MA, RP (Q)

How to feel less lonely

According to a 2023 report by Statistics Canada, nearly 28% of Canadians aged 15 and older reported feeling lonely at least sometimes. Many experts attribute this to the increase in remote work, online interactions, and the lingering effects of the COVID-19 pandemic, which have all contributed significantly to individuals feeling less connected to neighbours, colleagues, friends, and loved ones. Sometimes, feeling lonely is entirely normal. However, many people face persistent isolation and loneliness. Feelings of loneliness have been linked to mental and physical health problems, including anxiety, depression, heart disease, and even premature death. One must understand that loneliness is not the same as being alone. One can feel lonely in a crowd and happy to spend a quiet day alone at home. The root of loneliness is feeling a lack of connection to others. Therefore, the key to combating loneliness and feeling more connected is to think of the areas in our lives where we can make new connections or strengthen existing ones. In her final book, The Joy of Connections, Dr. Ruth Westheimer, a celebrated sex therapist and author, suggested five areas to consider when working on improving connections. Dr. Ruth’s insightful “menu for connection” includes the self, family, friends and lovers, community, and technology.

Self

The first and most important area to consider is ourselves. If we feel lonely and disconnected from others, what factors within us may have contributed to this outcome? Reflecting on ourselves and how our thoughts, feelings, and behaviours may have isolated us can be challenging work. However, to make meaningful connections, we must be open and available to make them. Being open to connection can begin with accepting and loving ourselves, especially the things that make us unique. And being more available can start with looking honestly at how we spend our time.

Family

Family, for many, is the first place we feel a deep sense of belonging and connection. Family members share a history, and if the relationships are positive, they can provide a support system and easy comradery. For many of us, family is the cornerstone of our social lives and is vital to our emotional well-being. Because of this family can be an easy place to look for improved connections. Working on repairing or strengthening family relationships can significantly combat feelings of loneliness. However, for some, their family has not been a safe-haven and understanding when to lean into family connections and when it is better not to can feel tricky. If your biological family isn’t a place to turn to for support or connection, it can be challenging to accept that reality and adjust your expectations. One place to look for a greater connection could be those relationships that make up your chosen family. Reaching out to people who have supported you can be a good place to start.

Friends and Lovers

The simplest way to combat loneliness is to reach out to those friends we do have and make a date. It can sometimes feel like we are always the ones to reach out, but if we feel lonely, we should take the initiative. A simple text or call can be the first step in reigniting those connections. If you are hoping to make new friendships or find a romantic partner, there are many ways to begin. Joining local clubs, classes, or community organizations can open doors to new friendships and connections. This is easier if we choose things we are really interested in or passionate about. Studies show building a solid connection takes about 120 hours over the first three weeks. It’s essential to be proactive in nurturing these relationships and putting in that time.

Community

Connections can happen anywhere, and likely, you already have communities you are part of. By leaning into these established communities by volunteering or attending events regularly, we can begin to build connections with individual community members. So, look around for communities in your life. Are there people at work that you’d like to know better? Are you part of a religious community, or would you want to be? Is there a hobby or class that interests you? Even a support group for grief or illness can become a community and put you in touch with people experiencing the same things as you. By immersing ourselves in our communities, we strengthen our social networks and minimize feelings of isolation.

Technology

Technology can be a nuanced area to consider. For many of the goals of connection, technology sucks our time and keeps us isolated (think scrolling social media or binge streaming every evening after work). However, the ease of connection that technology provides can be an excellent tool for feeling more connected. Technology can allow us to find online communities for almost anything, many of which have meet-up events to move those connections to in person. Online dating and friend sites can be an easy way to meet new people who are open to it. When considering technology, it is important to remember that in-person time is the goal and talking is preferable to texting. With all that said, making and maintaining connections is easier with all the tools technology provides.

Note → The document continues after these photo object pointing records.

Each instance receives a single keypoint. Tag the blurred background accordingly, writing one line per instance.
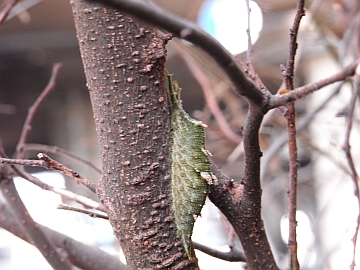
(36, 37)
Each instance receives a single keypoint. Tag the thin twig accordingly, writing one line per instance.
(291, 128)
(68, 194)
(300, 92)
(32, 231)
(249, 60)
(83, 211)
(33, 109)
(53, 164)
(346, 148)
(191, 32)
(59, 151)
(234, 255)
(78, 253)
(50, 163)
(301, 124)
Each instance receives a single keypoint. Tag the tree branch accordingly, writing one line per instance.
(234, 255)
(33, 109)
(80, 255)
(346, 148)
(291, 130)
(300, 92)
(189, 31)
(59, 151)
(33, 232)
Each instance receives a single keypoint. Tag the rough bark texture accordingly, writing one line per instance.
(124, 65)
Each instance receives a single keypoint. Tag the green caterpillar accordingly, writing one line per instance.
(190, 168)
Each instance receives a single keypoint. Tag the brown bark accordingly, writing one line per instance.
(124, 62)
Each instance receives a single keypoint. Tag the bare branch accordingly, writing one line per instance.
(59, 151)
(301, 124)
(189, 31)
(346, 148)
(234, 255)
(33, 109)
(68, 194)
(80, 255)
(300, 92)
(291, 129)
(83, 211)
(53, 164)
(50, 163)
(33, 232)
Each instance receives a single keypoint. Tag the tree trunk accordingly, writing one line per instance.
(124, 61)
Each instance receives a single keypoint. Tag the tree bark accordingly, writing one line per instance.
(124, 61)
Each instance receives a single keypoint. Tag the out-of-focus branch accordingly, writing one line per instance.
(83, 211)
(234, 255)
(80, 255)
(300, 92)
(33, 109)
(53, 164)
(301, 124)
(32, 231)
(58, 151)
(68, 194)
(291, 130)
(346, 148)
(50, 163)
(189, 31)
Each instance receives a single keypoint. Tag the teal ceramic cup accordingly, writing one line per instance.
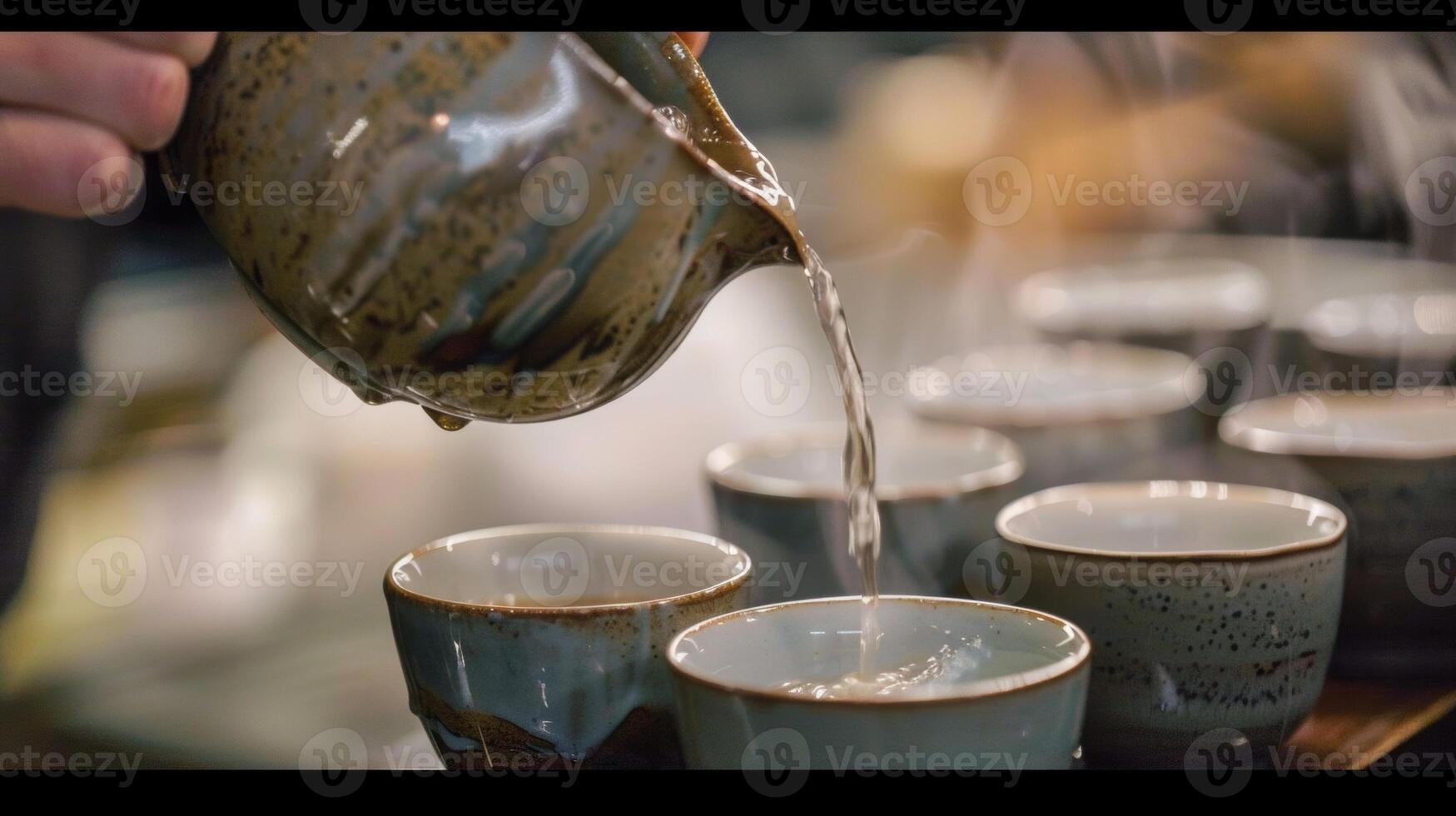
(1392, 456)
(1006, 691)
(1210, 605)
(783, 499)
(540, 646)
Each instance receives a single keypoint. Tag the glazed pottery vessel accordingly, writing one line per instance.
(783, 497)
(1076, 411)
(1008, 695)
(1209, 605)
(540, 646)
(1392, 458)
(507, 226)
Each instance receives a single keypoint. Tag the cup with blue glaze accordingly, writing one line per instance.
(1391, 455)
(542, 646)
(981, 687)
(783, 497)
(1209, 605)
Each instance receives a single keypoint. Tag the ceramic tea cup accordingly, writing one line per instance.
(542, 644)
(1210, 605)
(1003, 688)
(1384, 334)
(1078, 411)
(1392, 458)
(1187, 305)
(783, 497)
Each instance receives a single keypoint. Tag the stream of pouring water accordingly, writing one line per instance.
(859, 458)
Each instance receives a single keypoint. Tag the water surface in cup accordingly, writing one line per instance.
(1168, 519)
(561, 569)
(932, 649)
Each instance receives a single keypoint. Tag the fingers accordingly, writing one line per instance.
(191, 47)
(64, 167)
(133, 92)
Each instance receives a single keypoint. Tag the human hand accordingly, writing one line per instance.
(76, 108)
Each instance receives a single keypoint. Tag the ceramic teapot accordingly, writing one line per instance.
(507, 226)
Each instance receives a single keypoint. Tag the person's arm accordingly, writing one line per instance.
(76, 107)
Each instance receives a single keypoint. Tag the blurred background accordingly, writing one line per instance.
(262, 500)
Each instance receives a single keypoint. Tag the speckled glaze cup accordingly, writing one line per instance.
(540, 646)
(1209, 605)
(1011, 695)
(507, 226)
(783, 497)
(1392, 460)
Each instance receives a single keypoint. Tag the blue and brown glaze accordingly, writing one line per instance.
(440, 287)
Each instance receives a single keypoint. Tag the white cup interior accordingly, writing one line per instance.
(1162, 295)
(1170, 519)
(912, 460)
(568, 565)
(1419, 423)
(983, 647)
(1047, 384)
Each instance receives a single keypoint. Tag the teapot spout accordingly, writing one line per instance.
(763, 227)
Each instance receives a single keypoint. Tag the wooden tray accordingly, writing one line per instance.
(1357, 722)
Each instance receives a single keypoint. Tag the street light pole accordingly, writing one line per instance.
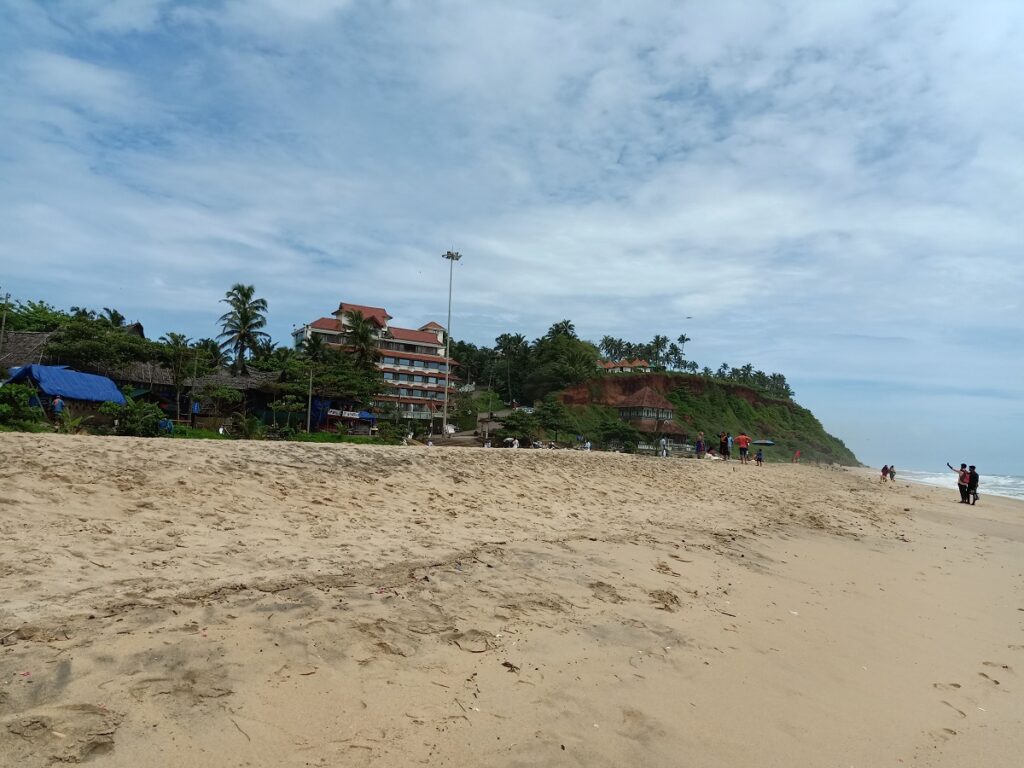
(452, 256)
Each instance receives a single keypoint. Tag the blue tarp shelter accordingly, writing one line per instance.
(60, 380)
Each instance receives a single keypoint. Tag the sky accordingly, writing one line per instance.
(830, 190)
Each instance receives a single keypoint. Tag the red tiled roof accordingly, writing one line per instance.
(376, 313)
(408, 334)
(327, 324)
(607, 365)
(646, 397)
(651, 426)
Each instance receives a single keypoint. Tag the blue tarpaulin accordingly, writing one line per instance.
(60, 380)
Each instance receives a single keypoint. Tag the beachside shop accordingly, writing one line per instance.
(85, 391)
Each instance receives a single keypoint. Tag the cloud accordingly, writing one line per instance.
(803, 179)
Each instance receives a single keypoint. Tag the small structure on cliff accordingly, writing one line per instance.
(650, 413)
(625, 367)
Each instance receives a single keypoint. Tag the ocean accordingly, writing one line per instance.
(1009, 485)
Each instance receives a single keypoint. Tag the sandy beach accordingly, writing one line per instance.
(208, 604)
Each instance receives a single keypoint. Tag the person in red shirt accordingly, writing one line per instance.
(744, 444)
(963, 480)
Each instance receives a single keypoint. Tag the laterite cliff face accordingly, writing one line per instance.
(614, 388)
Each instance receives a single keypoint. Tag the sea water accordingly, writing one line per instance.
(1009, 485)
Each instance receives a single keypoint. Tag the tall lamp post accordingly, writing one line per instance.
(452, 256)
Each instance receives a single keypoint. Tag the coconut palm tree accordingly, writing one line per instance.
(243, 324)
(562, 328)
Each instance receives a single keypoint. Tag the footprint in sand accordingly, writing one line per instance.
(605, 592)
(942, 734)
(958, 712)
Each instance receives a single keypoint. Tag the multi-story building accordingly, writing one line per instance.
(412, 360)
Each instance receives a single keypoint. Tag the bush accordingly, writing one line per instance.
(134, 419)
(14, 404)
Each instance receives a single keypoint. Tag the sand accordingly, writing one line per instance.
(205, 603)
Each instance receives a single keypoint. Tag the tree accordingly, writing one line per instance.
(313, 347)
(361, 340)
(656, 349)
(553, 416)
(35, 315)
(242, 325)
(264, 348)
(562, 328)
(183, 360)
(674, 357)
(89, 344)
(113, 317)
(211, 352)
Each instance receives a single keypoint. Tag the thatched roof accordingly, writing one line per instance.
(23, 348)
(154, 375)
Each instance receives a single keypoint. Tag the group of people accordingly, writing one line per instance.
(725, 444)
(967, 482)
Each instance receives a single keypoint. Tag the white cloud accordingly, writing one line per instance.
(794, 175)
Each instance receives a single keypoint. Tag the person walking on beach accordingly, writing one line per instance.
(963, 480)
(744, 445)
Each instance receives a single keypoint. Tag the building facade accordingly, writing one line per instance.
(412, 360)
(625, 367)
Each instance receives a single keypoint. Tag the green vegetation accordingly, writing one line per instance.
(135, 418)
(722, 408)
(14, 406)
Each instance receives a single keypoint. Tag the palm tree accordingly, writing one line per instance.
(363, 340)
(243, 324)
(178, 357)
(657, 346)
(562, 328)
(114, 317)
(212, 351)
(674, 357)
(264, 348)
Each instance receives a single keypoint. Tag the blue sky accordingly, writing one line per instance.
(833, 190)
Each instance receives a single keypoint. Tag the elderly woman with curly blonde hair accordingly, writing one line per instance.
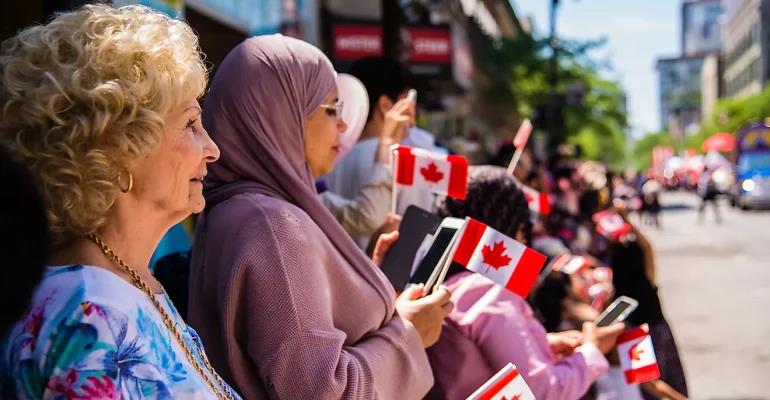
(101, 103)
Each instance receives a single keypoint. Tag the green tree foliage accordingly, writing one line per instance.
(517, 85)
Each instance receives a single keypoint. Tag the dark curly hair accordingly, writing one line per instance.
(25, 239)
(494, 198)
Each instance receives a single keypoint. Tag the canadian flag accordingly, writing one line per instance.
(522, 135)
(611, 225)
(507, 384)
(503, 260)
(538, 202)
(637, 356)
(439, 173)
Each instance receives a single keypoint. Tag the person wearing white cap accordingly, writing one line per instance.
(362, 206)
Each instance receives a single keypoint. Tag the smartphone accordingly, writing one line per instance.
(442, 239)
(618, 311)
(412, 95)
(416, 226)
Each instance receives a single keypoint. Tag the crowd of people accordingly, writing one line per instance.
(100, 110)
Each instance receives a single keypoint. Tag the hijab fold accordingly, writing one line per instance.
(257, 120)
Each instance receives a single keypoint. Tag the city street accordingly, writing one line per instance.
(715, 287)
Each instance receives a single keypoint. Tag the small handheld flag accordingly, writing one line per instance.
(439, 173)
(507, 384)
(538, 202)
(611, 225)
(637, 356)
(503, 260)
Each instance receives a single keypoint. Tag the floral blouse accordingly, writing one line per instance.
(91, 335)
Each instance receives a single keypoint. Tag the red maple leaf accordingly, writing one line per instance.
(495, 256)
(529, 197)
(635, 353)
(431, 173)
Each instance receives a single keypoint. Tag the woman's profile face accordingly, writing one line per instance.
(170, 176)
(322, 135)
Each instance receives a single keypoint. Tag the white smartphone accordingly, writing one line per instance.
(412, 95)
(618, 311)
(428, 268)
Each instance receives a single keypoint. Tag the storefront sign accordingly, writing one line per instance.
(428, 45)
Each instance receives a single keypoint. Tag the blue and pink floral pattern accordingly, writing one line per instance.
(90, 335)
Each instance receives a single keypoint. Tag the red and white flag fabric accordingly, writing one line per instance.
(611, 225)
(538, 202)
(503, 260)
(522, 135)
(507, 384)
(439, 173)
(637, 356)
(570, 264)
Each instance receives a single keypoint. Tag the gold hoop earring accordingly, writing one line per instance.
(130, 183)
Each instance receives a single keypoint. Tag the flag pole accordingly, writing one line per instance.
(394, 170)
(519, 142)
(514, 160)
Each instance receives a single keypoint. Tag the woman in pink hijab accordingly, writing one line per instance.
(286, 303)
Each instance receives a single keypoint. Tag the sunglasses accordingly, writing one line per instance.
(333, 110)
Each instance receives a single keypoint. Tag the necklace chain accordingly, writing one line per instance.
(222, 391)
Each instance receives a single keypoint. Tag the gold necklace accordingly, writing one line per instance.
(222, 392)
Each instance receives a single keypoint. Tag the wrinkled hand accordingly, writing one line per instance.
(563, 344)
(382, 239)
(425, 313)
(604, 338)
(398, 120)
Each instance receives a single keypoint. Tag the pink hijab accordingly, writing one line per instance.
(260, 97)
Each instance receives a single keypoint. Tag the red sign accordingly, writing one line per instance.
(352, 42)
(428, 45)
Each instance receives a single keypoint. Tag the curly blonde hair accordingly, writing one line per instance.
(85, 94)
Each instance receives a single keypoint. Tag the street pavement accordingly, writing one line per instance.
(714, 283)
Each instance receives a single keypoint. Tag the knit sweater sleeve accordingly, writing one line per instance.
(285, 286)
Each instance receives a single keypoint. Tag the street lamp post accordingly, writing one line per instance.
(553, 111)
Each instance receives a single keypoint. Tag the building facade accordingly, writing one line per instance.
(679, 83)
(701, 33)
(746, 36)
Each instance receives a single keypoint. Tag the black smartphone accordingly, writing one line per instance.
(442, 238)
(416, 224)
(618, 311)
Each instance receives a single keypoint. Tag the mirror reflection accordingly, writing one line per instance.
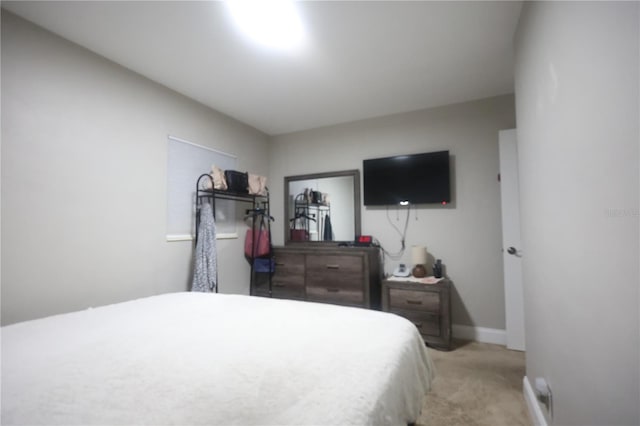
(323, 207)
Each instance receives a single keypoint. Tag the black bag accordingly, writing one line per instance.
(237, 181)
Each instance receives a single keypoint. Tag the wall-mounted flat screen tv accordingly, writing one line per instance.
(414, 179)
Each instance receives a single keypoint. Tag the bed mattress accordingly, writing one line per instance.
(195, 358)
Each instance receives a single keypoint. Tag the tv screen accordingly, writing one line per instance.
(416, 179)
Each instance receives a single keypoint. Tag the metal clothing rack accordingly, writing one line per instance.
(259, 203)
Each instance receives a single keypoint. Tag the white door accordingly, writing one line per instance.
(512, 253)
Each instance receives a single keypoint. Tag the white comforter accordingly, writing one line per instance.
(193, 358)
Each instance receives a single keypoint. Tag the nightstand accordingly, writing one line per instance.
(428, 306)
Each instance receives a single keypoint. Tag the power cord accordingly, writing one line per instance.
(403, 234)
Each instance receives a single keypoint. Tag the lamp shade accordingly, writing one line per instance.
(419, 255)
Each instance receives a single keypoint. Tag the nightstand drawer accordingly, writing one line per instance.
(427, 324)
(400, 298)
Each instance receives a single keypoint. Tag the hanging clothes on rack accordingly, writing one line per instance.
(206, 262)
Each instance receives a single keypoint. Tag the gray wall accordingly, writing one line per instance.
(84, 178)
(577, 113)
(466, 235)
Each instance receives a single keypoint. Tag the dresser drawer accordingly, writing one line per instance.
(400, 298)
(343, 272)
(282, 287)
(290, 265)
(337, 294)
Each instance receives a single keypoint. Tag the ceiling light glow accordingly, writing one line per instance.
(272, 23)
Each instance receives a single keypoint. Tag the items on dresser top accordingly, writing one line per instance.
(342, 276)
(427, 306)
(424, 280)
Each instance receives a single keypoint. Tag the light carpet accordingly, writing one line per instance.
(477, 384)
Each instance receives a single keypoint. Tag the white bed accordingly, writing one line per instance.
(195, 358)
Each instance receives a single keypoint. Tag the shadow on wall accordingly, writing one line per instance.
(459, 313)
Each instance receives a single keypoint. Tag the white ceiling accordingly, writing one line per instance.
(363, 59)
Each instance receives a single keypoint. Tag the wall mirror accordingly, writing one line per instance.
(322, 208)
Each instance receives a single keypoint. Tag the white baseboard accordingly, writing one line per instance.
(479, 334)
(532, 402)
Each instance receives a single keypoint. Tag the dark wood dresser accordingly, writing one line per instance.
(347, 276)
(428, 306)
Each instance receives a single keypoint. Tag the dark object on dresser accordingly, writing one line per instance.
(237, 181)
(342, 276)
(428, 306)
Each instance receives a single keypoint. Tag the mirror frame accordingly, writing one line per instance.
(356, 206)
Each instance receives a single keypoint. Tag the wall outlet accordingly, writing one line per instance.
(543, 393)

When we feel lonely and isolated, it can feel like there is no way to change things, and any move can feel daunting. However, thinking about the areas in your life ripe for connections and what you can do to foster those connections is a good place to start. We all want to feel part of a community with meaningful connections—focusing on yourself, your family or chosen family, nurturing friendships, dating, engaging with your community, and having technology support those goals—we can foster a sense of belonging and create a richer and more connected life.